Die Firma, die www.and6.com betreibt, ist im zypriotischen Nikosia beheimatet. Dort steht vermutlich auch ihr Server. Deshalb hätten die Schweizer Behörden gegen sie keine Handhabe. Anders die Firma Online Marketing Solutions, die www.xdate.ch betreibt. Sie hat ihren Sitz im luzernischen Reiden.

Die Fachgruppe Sexualdelikte der Kapo Luzern habe mit dem Betreiber des Portals Kontakt aufgenommen, sagt Polizeisprecher Urs Wigger. Allerdings sei es ja nicht verboten, Werbung zu treiben. Jetzt gehe es deshalb in erster Linie darum, besser auf dem Portal zu informieren.

Einschlägige Klubs, die dort inserieren, würden selbstverständlich kontrolliert. Aber man könne im Moment nicht jeder einzelnen der Damen nachgehen, das sei ein Ding der Unmöglichkeit. Wigger: «Was ich von Männern halte, die in diesen Zeiten solche Dienste in Anspruch nehmen, mag ich gar nicht aussprechen.»

«Kunden, die jetzt noch Sexdienste kaufen, sind ganz offensichtlich risikoreicher und meist auch unangenehmer.»

Lelia Hunziker, Fachstelle Frauenhandel und Frauenmigration FIZ

Das Prostitutionsverbot soll helfen, die Pandemie einzudämmen. Viele der betroffene Frauen stehen aber vor einem Scherbenhaufen. «Ich selber habe genug auf der Seite, um ein paar Monate ohne Einkünfte zu überleben. Ich weiss aber, dass das bei vielen anderen, vor allem bei Ausländerinnen, nicht der Fall ist», sagt Frieda Bünzli.

Damit nicht genug. «Vielen Sexarbeiterinnen Ungarische Roma Mama verkauft sich in Zürich droht akut Obdachlosigkeit, weil sie mit der Schliessung der Clubs ihre Unterkünfte verlieren oder weil sie als Selbständige die Mieten nicht mehr bezahlen können», sagt Lelia Hunziker, Aargauer SP-Grossrätin und Geschäftsführerin der Fachstelle Frauenhandel und Frauenmigration FIZ. Hinzu komme, dass viele Prostituierte der Verlust der Aufenthaltsbewilligung droht. «Sie haben oft keine Möglichkeit, in die Heimatländer zu reisen, wo teilweise auch Familienangehörte und Kinder versorgt und betreut werden müssten», so Hunziker.

Vorschub durch Zwangsprostitution

Sie befürchtet, dass sich in der Zwangsprostitution die ohnehin prekären Zustände noch massiv verschärfen.

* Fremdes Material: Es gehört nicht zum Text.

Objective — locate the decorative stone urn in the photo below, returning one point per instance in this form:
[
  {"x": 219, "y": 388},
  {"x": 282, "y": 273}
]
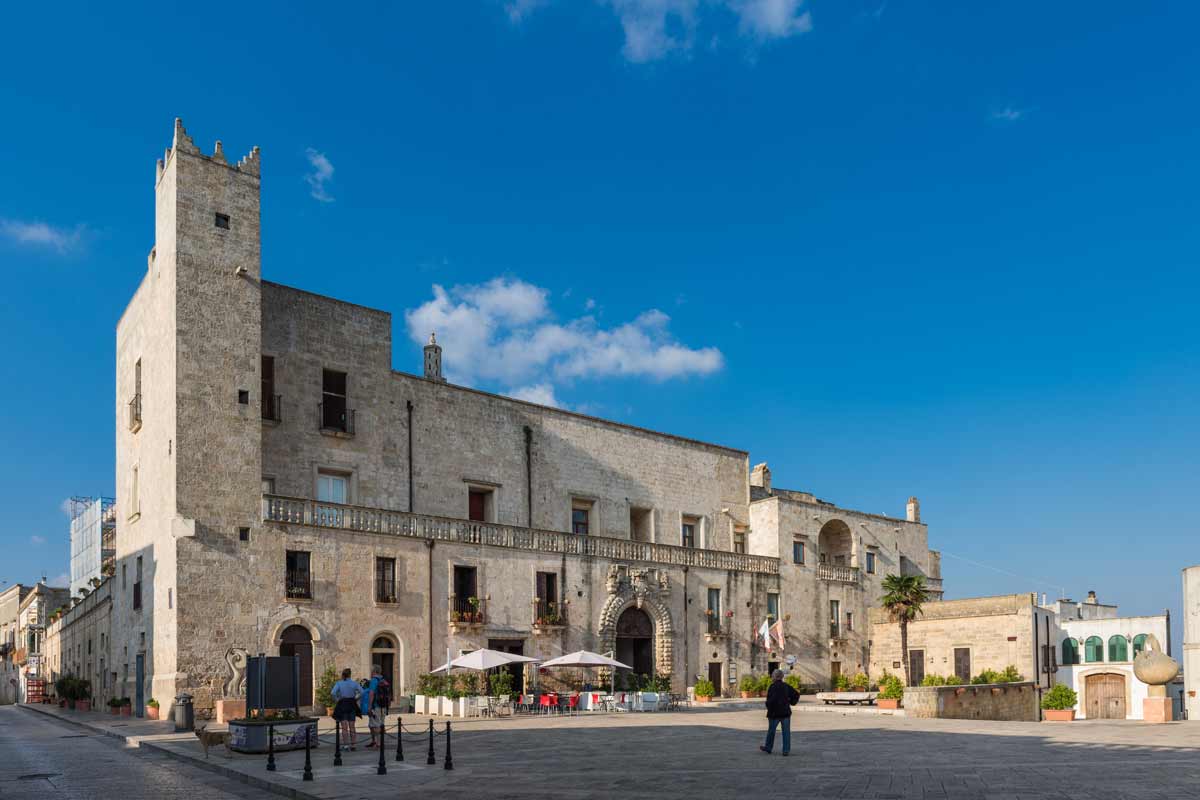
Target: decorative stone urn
[{"x": 1156, "y": 669}]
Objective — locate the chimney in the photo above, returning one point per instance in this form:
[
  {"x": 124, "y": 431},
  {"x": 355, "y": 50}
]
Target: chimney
[
  {"x": 433, "y": 359},
  {"x": 913, "y": 510},
  {"x": 760, "y": 476}
]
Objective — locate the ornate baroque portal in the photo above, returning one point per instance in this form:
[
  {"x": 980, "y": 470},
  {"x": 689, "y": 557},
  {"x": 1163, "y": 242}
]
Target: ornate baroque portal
[{"x": 645, "y": 588}]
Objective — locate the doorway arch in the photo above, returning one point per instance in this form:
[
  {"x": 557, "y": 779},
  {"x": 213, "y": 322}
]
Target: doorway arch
[{"x": 297, "y": 641}]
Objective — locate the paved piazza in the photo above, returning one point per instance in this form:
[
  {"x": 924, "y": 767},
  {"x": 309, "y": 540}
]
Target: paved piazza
[{"x": 688, "y": 755}]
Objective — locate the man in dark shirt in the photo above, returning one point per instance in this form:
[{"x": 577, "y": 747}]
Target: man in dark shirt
[{"x": 780, "y": 699}]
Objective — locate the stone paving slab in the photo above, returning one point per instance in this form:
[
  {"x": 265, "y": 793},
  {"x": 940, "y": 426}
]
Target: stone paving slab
[{"x": 714, "y": 755}]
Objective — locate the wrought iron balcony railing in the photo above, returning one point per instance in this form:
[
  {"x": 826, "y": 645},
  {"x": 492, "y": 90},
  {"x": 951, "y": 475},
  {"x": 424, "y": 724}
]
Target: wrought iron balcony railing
[{"x": 298, "y": 511}]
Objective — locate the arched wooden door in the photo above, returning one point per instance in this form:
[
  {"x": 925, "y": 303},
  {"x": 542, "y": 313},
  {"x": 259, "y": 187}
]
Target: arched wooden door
[
  {"x": 1105, "y": 697},
  {"x": 297, "y": 641}
]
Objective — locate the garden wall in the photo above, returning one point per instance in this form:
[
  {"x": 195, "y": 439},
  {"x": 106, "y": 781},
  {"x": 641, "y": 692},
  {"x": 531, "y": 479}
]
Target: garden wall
[{"x": 1006, "y": 702}]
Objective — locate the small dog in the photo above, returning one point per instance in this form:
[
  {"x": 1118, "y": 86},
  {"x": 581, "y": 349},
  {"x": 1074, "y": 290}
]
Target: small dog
[{"x": 214, "y": 739}]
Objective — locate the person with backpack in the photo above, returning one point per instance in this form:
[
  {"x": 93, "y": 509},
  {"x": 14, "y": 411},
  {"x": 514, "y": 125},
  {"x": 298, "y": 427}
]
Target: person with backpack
[
  {"x": 376, "y": 701},
  {"x": 780, "y": 699}
]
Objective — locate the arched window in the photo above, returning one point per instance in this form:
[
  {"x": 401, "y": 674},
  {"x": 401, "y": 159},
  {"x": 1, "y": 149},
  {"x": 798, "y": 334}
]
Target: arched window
[{"x": 1119, "y": 648}]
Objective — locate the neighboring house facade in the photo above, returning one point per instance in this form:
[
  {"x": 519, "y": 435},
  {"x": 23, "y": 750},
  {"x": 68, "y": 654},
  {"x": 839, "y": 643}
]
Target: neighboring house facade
[
  {"x": 1091, "y": 648},
  {"x": 282, "y": 489}
]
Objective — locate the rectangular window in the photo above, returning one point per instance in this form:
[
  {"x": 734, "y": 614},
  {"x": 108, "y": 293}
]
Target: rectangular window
[
  {"x": 916, "y": 667},
  {"x": 688, "y": 531},
  {"x": 333, "y": 401},
  {"x": 270, "y": 401},
  {"x": 137, "y": 585},
  {"x": 299, "y": 575},
  {"x": 581, "y": 517},
  {"x": 385, "y": 581},
  {"x": 333, "y": 487},
  {"x": 963, "y": 663}
]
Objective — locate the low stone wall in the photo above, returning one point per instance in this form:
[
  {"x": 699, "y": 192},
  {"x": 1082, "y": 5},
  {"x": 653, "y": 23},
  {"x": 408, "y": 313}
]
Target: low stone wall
[{"x": 1006, "y": 702}]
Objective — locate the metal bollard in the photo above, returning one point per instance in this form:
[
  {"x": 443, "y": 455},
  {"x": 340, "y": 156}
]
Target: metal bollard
[
  {"x": 307, "y": 756},
  {"x": 383, "y": 763}
]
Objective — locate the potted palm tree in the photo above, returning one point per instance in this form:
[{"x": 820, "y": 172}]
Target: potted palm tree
[
  {"x": 904, "y": 596},
  {"x": 1060, "y": 704}
]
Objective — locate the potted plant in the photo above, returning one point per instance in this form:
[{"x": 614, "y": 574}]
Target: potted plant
[
  {"x": 1060, "y": 704},
  {"x": 891, "y": 692},
  {"x": 325, "y": 689}
]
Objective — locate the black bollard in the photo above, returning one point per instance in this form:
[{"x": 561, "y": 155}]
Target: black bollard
[
  {"x": 307, "y": 756},
  {"x": 431, "y": 758},
  {"x": 383, "y": 762}
]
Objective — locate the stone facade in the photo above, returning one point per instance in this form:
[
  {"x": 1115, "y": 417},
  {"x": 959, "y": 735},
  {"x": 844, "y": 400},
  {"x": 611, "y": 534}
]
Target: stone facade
[{"x": 261, "y": 426}]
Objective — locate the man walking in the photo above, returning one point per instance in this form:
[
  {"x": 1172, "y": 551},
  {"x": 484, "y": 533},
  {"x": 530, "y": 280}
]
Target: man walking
[{"x": 780, "y": 699}]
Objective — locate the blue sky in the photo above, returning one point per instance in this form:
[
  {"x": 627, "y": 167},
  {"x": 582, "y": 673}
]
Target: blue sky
[{"x": 889, "y": 247}]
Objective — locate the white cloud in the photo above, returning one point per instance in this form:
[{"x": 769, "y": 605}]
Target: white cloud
[
  {"x": 322, "y": 173},
  {"x": 40, "y": 234},
  {"x": 766, "y": 19},
  {"x": 1009, "y": 114},
  {"x": 504, "y": 332}
]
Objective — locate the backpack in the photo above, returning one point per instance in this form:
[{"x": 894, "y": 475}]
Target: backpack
[{"x": 383, "y": 695}]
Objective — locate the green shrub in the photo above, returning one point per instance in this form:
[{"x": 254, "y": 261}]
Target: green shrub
[
  {"x": 325, "y": 686},
  {"x": 1060, "y": 698},
  {"x": 891, "y": 687}
]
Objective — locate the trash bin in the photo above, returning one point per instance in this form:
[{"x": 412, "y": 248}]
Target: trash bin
[{"x": 185, "y": 717}]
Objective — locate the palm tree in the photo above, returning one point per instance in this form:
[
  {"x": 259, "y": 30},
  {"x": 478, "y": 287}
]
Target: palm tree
[{"x": 903, "y": 599}]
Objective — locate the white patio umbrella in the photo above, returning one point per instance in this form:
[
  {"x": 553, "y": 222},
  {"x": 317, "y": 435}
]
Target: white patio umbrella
[{"x": 588, "y": 659}]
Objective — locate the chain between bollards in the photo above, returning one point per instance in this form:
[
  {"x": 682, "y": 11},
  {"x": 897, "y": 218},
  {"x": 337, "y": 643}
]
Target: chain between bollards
[{"x": 307, "y": 756}]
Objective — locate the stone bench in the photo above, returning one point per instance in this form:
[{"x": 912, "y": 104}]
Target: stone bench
[{"x": 850, "y": 698}]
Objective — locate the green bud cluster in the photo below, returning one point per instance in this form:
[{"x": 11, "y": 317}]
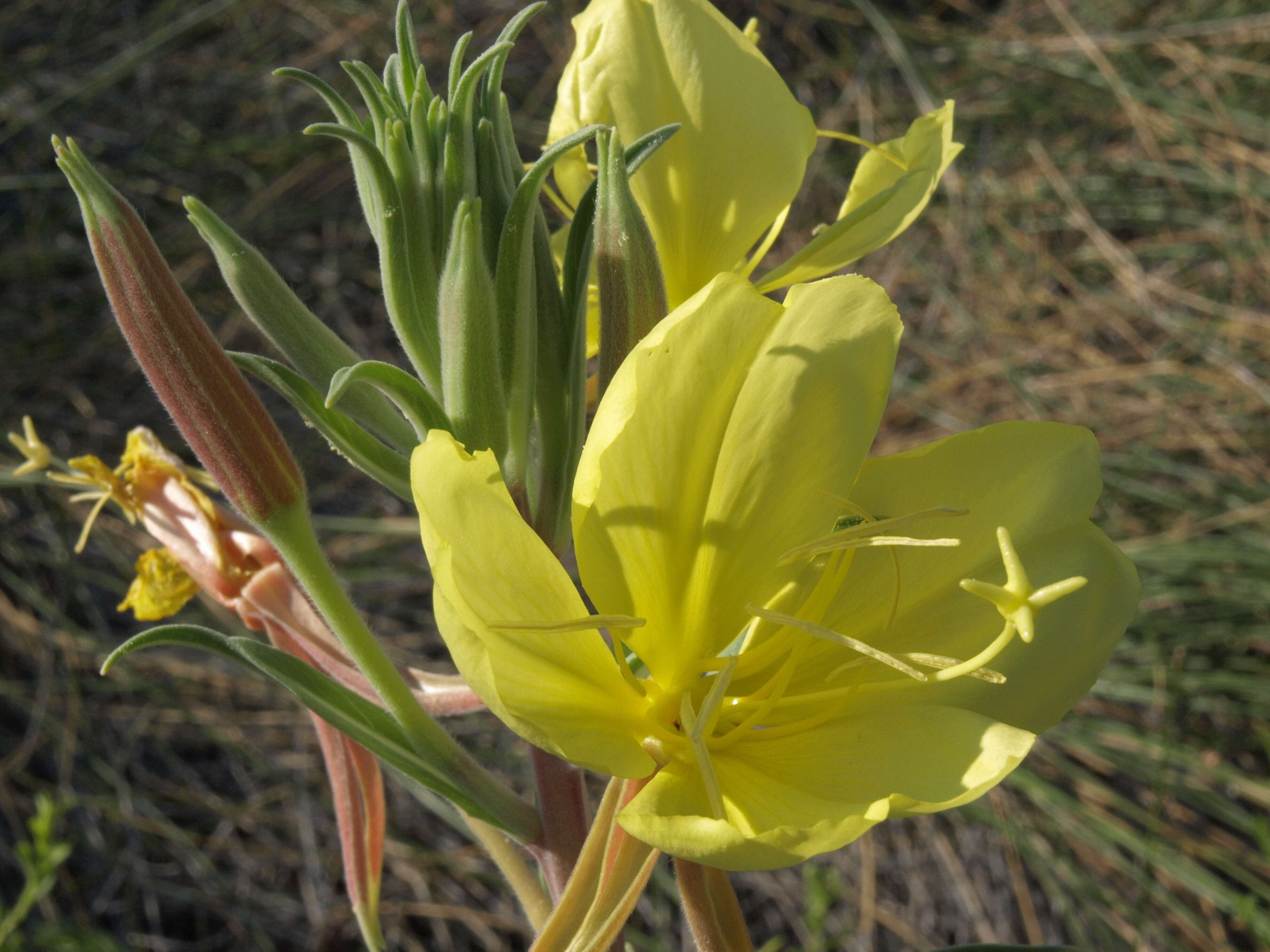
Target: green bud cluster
[{"x": 493, "y": 333}]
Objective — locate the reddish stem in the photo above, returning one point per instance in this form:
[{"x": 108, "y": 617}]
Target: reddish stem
[{"x": 562, "y": 793}]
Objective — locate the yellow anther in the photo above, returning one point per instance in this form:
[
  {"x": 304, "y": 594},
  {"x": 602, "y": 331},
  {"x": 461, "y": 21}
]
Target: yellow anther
[
  {"x": 1018, "y": 601},
  {"x": 32, "y": 447}
]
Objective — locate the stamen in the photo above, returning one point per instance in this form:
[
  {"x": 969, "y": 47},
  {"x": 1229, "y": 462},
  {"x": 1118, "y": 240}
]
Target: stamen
[
  {"x": 867, "y": 144},
  {"x": 36, "y": 454},
  {"x": 981, "y": 659},
  {"x": 827, "y": 713},
  {"x": 692, "y": 730},
  {"x": 836, "y": 541},
  {"x": 92, "y": 518},
  {"x": 830, "y": 635},
  {"x": 591, "y": 621},
  {"x": 948, "y": 663},
  {"x": 747, "y": 267}
]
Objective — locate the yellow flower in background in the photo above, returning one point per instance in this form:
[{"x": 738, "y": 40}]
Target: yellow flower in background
[
  {"x": 731, "y": 173},
  {"x": 794, "y": 650}
]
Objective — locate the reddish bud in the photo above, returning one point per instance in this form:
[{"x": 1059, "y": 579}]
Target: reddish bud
[{"x": 214, "y": 407}]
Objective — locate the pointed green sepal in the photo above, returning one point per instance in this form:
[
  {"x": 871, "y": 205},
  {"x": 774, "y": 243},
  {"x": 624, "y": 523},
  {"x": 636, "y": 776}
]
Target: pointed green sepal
[
  {"x": 472, "y": 379},
  {"x": 211, "y": 403},
  {"x": 418, "y": 337},
  {"x": 632, "y": 288},
  {"x": 516, "y": 287}
]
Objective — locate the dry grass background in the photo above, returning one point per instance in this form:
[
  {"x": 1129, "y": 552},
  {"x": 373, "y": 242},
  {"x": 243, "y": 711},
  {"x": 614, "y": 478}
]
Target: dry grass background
[{"x": 1099, "y": 256}]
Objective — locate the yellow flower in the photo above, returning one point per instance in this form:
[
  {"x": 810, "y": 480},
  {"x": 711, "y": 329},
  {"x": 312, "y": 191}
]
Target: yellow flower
[
  {"x": 805, "y": 660},
  {"x": 731, "y": 173},
  {"x": 160, "y": 589}
]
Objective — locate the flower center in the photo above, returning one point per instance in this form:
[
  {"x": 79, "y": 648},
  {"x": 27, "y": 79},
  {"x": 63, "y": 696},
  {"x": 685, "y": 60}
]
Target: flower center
[{"x": 690, "y": 732}]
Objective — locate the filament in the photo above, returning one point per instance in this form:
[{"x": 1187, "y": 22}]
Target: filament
[
  {"x": 591, "y": 621},
  {"x": 867, "y": 144},
  {"x": 830, "y": 635}
]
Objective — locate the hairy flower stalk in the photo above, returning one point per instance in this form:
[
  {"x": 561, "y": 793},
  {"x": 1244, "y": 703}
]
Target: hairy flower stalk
[
  {"x": 204, "y": 546},
  {"x": 789, "y": 648},
  {"x": 233, "y": 436}
]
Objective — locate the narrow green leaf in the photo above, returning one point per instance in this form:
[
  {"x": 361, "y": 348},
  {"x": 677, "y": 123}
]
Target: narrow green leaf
[
  {"x": 350, "y": 713},
  {"x": 416, "y": 403},
  {"x": 346, "y": 437},
  {"x": 581, "y": 238},
  {"x": 306, "y": 342}
]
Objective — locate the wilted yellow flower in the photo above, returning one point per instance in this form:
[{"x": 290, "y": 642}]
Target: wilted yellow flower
[
  {"x": 794, "y": 660},
  {"x": 160, "y": 589},
  {"x": 731, "y": 173}
]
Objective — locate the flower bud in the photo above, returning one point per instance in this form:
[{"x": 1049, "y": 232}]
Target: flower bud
[
  {"x": 632, "y": 288},
  {"x": 470, "y": 378},
  {"x": 214, "y": 408}
]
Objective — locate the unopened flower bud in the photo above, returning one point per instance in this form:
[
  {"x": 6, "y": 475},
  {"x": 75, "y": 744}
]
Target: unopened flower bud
[
  {"x": 214, "y": 408},
  {"x": 632, "y": 287}
]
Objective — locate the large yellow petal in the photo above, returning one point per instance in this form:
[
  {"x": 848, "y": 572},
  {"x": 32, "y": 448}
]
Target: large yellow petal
[
  {"x": 882, "y": 202},
  {"x": 1041, "y": 482},
  {"x": 559, "y": 691},
  {"x": 712, "y": 452},
  {"x": 738, "y": 160},
  {"x": 793, "y": 798}
]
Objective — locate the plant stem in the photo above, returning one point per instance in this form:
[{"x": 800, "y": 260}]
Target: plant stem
[
  {"x": 292, "y": 535},
  {"x": 535, "y": 903},
  {"x": 712, "y": 908},
  {"x": 563, "y": 807}
]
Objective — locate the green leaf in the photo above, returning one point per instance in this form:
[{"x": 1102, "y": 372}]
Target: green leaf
[
  {"x": 304, "y": 339},
  {"x": 411, "y": 397},
  {"x": 370, "y": 725},
  {"x": 361, "y": 449}
]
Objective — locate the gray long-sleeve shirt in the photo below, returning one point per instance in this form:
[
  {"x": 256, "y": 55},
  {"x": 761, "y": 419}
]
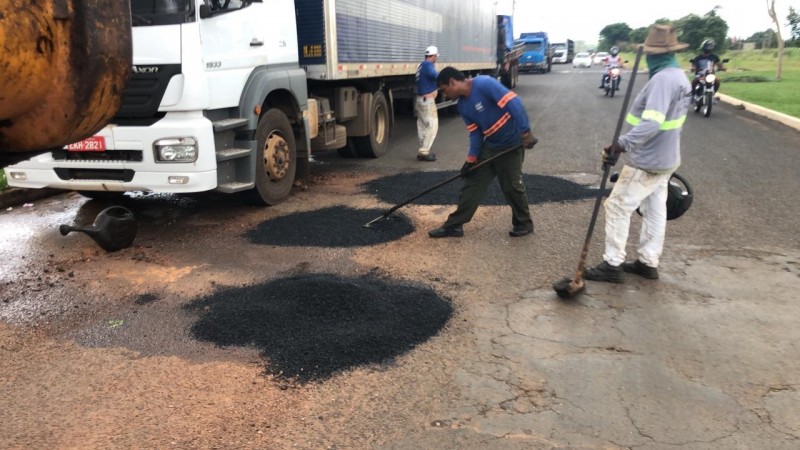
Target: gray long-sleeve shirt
[{"x": 657, "y": 116}]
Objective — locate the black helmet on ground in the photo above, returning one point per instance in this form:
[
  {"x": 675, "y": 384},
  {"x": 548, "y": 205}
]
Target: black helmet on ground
[{"x": 679, "y": 195}]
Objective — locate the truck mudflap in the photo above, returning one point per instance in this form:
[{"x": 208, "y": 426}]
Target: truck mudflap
[{"x": 65, "y": 64}]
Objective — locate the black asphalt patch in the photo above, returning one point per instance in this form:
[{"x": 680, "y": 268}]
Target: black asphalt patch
[
  {"x": 311, "y": 327},
  {"x": 540, "y": 189},
  {"x": 331, "y": 227}
]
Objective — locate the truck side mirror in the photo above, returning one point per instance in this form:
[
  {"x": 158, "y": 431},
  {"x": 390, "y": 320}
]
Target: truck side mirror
[{"x": 205, "y": 11}]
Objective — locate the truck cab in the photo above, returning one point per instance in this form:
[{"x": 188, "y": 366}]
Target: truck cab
[
  {"x": 216, "y": 100},
  {"x": 537, "y": 55}
]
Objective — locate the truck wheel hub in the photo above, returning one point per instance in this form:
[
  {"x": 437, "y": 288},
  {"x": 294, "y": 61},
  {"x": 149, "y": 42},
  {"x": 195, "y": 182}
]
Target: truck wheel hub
[{"x": 276, "y": 157}]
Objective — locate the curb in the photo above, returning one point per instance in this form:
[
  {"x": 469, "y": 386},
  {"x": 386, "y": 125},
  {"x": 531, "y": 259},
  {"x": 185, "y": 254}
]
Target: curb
[{"x": 16, "y": 196}]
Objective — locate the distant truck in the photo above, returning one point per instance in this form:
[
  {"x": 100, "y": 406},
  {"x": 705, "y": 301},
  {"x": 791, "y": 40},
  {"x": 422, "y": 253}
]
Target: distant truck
[
  {"x": 509, "y": 52},
  {"x": 564, "y": 52},
  {"x": 537, "y": 55},
  {"x": 235, "y": 95}
]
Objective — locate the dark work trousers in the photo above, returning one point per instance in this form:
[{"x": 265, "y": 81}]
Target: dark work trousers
[{"x": 508, "y": 170}]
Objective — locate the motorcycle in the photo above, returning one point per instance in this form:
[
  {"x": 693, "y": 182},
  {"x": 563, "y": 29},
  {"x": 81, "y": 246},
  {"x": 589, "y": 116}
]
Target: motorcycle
[
  {"x": 611, "y": 80},
  {"x": 703, "y": 95}
]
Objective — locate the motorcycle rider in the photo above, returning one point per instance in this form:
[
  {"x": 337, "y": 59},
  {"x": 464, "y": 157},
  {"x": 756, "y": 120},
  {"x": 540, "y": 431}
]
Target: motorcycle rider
[
  {"x": 705, "y": 61},
  {"x": 611, "y": 61}
]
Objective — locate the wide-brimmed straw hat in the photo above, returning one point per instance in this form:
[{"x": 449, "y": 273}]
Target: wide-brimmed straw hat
[{"x": 662, "y": 39}]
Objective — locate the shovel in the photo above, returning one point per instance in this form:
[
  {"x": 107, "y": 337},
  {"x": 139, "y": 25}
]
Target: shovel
[
  {"x": 440, "y": 184},
  {"x": 566, "y": 287}
]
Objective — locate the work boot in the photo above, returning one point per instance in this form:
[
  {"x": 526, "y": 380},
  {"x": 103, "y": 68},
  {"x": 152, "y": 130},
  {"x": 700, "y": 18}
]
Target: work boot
[
  {"x": 641, "y": 269},
  {"x": 520, "y": 230},
  {"x": 604, "y": 272},
  {"x": 457, "y": 231},
  {"x": 427, "y": 157}
]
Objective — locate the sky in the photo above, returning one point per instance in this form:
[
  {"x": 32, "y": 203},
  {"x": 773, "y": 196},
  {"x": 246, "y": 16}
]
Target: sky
[{"x": 583, "y": 19}]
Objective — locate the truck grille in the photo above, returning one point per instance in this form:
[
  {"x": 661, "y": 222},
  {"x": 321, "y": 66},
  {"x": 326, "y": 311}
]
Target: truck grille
[
  {"x": 143, "y": 94},
  {"x": 94, "y": 174},
  {"x": 109, "y": 155}
]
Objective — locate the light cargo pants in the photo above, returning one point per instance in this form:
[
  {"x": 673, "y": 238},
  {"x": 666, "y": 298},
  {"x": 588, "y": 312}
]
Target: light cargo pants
[
  {"x": 636, "y": 188},
  {"x": 427, "y": 123}
]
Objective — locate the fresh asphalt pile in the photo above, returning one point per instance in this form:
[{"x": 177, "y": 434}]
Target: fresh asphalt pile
[
  {"x": 338, "y": 226},
  {"x": 311, "y": 327},
  {"x": 540, "y": 189}
]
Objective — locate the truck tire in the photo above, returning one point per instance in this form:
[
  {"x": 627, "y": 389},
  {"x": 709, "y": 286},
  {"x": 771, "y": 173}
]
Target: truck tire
[
  {"x": 376, "y": 143},
  {"x": 276, "y": 160}
]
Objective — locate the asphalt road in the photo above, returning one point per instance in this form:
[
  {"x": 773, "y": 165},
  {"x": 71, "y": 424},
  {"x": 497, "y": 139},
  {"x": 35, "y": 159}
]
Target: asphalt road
[{"x": 456, "y": 343}]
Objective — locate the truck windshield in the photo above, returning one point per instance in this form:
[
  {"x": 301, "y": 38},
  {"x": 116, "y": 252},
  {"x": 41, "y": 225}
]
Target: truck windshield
[
  {"x": 533, "y": 46},
  {"x": 161, "y": 12}
]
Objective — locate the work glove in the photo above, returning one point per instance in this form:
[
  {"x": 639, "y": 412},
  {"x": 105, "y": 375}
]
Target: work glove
[
  {"x": 611, "y": 153},
  {"x": 465, "y": 169},
  {"x": 528, "y": 140}
]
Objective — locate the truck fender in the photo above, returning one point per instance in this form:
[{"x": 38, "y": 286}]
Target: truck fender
[{"x": 264, "y": 81}]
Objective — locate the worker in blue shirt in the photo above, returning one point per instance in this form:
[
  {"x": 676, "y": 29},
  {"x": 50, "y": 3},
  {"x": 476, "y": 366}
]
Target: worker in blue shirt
[
  {"x": 496, "y": 121},
  {"x": 425, "y": 104}
]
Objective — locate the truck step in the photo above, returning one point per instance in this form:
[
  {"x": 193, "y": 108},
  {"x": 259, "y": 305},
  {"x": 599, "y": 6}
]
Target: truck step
[
  {"x": 228, "y": 124},
  {"x": 230, "y": 188},
  {"x": 232, "y": 153},
  {"x": 446, "y": 103}
]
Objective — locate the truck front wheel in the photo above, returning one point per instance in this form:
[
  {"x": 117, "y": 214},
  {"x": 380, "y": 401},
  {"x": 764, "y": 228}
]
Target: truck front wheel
[
  {"x": 376, "y": 143},
  {"x": 276, "y": 160}
]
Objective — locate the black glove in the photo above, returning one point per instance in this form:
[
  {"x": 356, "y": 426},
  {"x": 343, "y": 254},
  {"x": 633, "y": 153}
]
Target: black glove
[
  {"x": 528, "y": 140},
  {"x": 465, "y": 169},
  {"x": 611, "y": 153}
]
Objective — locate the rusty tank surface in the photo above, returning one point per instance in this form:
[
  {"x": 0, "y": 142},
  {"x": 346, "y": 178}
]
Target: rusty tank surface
[{"x": 64, "y": 64}]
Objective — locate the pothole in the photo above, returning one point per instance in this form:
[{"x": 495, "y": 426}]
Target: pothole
[
  {"x": 311, "y": 327},
  {"x": 331, "y": 227}
]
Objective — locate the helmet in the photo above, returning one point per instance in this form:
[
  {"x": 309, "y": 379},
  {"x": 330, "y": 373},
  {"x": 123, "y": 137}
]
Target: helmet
[{"x": 679, "y": 196}]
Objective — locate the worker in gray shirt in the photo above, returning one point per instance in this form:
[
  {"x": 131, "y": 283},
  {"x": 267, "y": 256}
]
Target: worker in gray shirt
[{"x": 657, "y": 116}]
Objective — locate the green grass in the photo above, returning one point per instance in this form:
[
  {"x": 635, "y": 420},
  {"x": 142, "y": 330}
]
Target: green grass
[{"x": 751, "y": 77}]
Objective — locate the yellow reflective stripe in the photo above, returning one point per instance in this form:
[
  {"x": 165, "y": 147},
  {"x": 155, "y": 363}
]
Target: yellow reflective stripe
[
  {"x": 655, "y": 116},
  {"x": 665, "y": 125},
  {"x": 673, "y": 124}
]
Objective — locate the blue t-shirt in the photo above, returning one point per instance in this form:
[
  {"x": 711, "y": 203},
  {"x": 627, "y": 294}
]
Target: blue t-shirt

Die betroffenen Frauen seien dadurch noch verletzlicher, sagt Hunziker. Und die Kunden, die in der aktuellen Lage noch immer Sexdienste kaufen, seien «ganz offensichtlich risikoreicher und meist auch unangenehmer».

Durch die Schliessung der einschlägigen Online-Portale würden zudem die Zwangsprostituierten völlig in den Untergrund gedrängt und wären gar nicht mehr erreichbar, sagt Hunziker. Statt die Websites zu schliessen, sollten die Behörden dafür sorgen, dass die notwendigen Warnhinweise aufgeschaltet werden.